Re: The Letter "K"
From: | Ray Brown <ray.brown@...> |
Date: | Tuesday, March 2, 2004, 18:24 |
On Monday, March 1, 2004, at 11:16 PM, Thomas R. Wier wrote:
> On Sat, 28 Feb 2004 15:51:37 -0800, Akhilesh Pillalamarri
> <valardil@...> wrote:
>
>> It makes no sense the letter K is in the latin alphabet, if the original
>> "C" in latin coveyed that sound. All the places i've searched said that
>> "k"
>> was used in greek words, but the romans didnt borrow "pi" to represent
>> greek
>> words tat could otherwise be spelled with "p." I suspect tat the "k"
>> might
>> have been pronounced [x]. Does anyone know the purpose of k?
>
> Originally, <K> was in Old Latin the only way to represent /k/.
What is your evidence?
All the evidence of which I'm aware points to the earliest Latin use as
being a fairly unthinking adoption of Etruscan use, i.e.
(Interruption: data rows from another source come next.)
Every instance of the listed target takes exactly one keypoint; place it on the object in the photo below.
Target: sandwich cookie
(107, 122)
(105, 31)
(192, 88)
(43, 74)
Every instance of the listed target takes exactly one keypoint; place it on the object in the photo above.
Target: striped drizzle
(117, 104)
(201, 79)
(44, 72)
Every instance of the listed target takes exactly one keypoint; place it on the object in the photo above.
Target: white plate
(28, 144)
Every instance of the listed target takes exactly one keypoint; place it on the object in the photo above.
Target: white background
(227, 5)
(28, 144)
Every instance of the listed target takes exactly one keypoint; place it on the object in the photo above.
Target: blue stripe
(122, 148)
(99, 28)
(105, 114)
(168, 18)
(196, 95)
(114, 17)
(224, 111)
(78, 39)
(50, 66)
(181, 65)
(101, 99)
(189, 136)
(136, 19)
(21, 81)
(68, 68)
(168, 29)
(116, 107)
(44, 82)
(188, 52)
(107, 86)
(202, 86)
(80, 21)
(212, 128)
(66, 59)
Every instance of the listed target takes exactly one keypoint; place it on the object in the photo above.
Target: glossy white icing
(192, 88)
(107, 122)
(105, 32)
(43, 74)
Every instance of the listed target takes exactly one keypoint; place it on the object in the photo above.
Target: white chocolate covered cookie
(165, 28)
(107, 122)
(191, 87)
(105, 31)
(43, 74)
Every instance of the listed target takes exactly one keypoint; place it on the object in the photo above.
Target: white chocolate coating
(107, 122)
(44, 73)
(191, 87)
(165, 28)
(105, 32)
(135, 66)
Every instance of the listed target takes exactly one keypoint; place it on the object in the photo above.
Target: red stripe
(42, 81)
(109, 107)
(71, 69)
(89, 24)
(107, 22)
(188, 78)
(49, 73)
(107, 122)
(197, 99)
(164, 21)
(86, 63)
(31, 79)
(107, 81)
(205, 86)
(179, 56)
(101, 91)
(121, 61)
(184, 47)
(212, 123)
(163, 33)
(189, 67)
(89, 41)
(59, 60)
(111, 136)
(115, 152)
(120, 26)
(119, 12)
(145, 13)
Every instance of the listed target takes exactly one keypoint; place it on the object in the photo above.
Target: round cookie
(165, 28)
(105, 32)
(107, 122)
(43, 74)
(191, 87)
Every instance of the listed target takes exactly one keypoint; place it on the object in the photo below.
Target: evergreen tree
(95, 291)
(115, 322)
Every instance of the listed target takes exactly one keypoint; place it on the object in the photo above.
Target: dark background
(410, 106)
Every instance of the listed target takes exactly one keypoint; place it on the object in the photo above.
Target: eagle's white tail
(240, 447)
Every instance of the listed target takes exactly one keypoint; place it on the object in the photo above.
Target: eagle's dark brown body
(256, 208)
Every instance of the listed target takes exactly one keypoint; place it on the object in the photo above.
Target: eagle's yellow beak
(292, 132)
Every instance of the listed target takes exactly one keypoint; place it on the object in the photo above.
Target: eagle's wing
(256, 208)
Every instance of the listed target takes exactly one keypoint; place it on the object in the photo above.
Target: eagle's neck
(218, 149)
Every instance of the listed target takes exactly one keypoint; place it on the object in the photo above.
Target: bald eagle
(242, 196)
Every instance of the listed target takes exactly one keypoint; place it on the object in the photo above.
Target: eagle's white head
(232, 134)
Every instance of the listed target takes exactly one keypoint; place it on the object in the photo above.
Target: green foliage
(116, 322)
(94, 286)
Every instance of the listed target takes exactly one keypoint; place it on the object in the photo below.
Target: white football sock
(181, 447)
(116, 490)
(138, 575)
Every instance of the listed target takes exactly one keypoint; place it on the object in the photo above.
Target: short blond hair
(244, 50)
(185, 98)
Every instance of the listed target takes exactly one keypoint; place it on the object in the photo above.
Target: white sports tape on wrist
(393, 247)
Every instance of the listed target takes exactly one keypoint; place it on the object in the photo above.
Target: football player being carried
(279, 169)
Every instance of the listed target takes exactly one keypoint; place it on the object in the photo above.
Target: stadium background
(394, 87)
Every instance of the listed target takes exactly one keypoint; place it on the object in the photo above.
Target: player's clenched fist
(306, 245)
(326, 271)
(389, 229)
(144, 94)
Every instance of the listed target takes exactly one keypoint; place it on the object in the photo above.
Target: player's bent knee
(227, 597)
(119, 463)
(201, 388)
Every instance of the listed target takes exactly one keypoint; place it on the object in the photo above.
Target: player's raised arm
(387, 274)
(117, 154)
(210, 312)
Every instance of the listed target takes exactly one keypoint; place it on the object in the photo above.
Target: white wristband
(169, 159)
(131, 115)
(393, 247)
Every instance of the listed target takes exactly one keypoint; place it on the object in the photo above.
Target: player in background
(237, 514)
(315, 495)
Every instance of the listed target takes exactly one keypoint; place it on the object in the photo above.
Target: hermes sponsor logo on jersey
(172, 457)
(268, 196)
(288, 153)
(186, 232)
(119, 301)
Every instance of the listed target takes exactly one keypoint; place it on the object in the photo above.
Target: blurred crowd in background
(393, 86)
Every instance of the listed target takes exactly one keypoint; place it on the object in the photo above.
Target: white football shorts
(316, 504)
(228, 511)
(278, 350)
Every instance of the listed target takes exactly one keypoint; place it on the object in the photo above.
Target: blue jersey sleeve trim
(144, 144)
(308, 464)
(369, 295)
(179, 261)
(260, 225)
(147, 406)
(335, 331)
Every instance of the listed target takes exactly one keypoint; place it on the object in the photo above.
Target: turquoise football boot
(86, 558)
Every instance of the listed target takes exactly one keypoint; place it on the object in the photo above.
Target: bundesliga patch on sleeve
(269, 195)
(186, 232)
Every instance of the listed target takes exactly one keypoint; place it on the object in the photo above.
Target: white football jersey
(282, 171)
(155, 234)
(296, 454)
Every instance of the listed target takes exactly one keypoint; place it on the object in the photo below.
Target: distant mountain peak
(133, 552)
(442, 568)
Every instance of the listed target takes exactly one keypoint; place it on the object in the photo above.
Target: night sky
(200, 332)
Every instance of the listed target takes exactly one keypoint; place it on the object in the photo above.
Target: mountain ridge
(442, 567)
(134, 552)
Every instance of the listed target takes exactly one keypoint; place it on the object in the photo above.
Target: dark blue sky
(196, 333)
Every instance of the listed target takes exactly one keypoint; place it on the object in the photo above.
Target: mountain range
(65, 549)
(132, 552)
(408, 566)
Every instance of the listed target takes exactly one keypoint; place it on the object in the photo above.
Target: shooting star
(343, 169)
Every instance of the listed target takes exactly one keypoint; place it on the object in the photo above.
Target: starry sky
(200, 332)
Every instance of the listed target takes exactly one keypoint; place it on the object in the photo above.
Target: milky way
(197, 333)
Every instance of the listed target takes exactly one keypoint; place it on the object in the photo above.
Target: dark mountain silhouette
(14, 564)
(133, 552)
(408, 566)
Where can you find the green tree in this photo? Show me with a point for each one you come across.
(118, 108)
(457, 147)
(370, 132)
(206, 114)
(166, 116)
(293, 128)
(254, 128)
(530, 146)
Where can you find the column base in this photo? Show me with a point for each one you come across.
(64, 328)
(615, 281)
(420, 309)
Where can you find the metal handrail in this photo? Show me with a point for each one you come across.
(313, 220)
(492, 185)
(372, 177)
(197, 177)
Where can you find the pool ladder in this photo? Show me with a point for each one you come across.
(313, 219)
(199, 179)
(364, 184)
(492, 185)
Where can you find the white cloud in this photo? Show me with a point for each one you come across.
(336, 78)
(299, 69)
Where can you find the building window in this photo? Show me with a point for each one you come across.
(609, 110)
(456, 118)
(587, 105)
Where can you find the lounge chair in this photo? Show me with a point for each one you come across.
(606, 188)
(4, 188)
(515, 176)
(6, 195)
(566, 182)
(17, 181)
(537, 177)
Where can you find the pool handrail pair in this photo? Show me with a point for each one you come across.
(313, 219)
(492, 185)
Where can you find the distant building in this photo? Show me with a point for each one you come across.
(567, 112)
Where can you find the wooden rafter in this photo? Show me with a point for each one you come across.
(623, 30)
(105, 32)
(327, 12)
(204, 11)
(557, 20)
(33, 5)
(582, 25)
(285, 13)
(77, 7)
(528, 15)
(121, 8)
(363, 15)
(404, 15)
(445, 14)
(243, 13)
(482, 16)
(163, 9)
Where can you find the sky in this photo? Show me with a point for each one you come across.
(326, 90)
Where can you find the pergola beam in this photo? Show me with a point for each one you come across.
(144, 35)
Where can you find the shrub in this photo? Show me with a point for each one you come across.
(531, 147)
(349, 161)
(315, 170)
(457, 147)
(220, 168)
C = /k/ before /e/
, /i/ & cons.; K = /k/ before /a/; Q = /k/ before /o/ and /u/. For the
non-Etruscan /g/, C was adopted simply because it would appear that the
tradition of B, C, D having once denoted voiced plosives (the letters were
originally western Greek variants of beta, gamma & delta) was preserved by
the Etruscans even tho they didn't use them as such.
> Gradually, over time <C> (which at that time represented /g/) came
> to replace <K> in almost all its uses. Even later, but still during
> the Republic, <G> was invented based on <C> to represent /g/.
That would surely be an even more bizarre scenario than the one I've
understood. Why, if you have a perfectly good letter, i.e. K. which always
represents /k/, should you at some stage replace in most cases by one
which already represents /g/ and then go on to invent an unnecessary
addition? It doesn't make sense. Why didn't D similarly replace T,
leading to the development of a new letter for /d/, or B replace P?
Also, your scenario, for which I await evidence, completely ignores Q.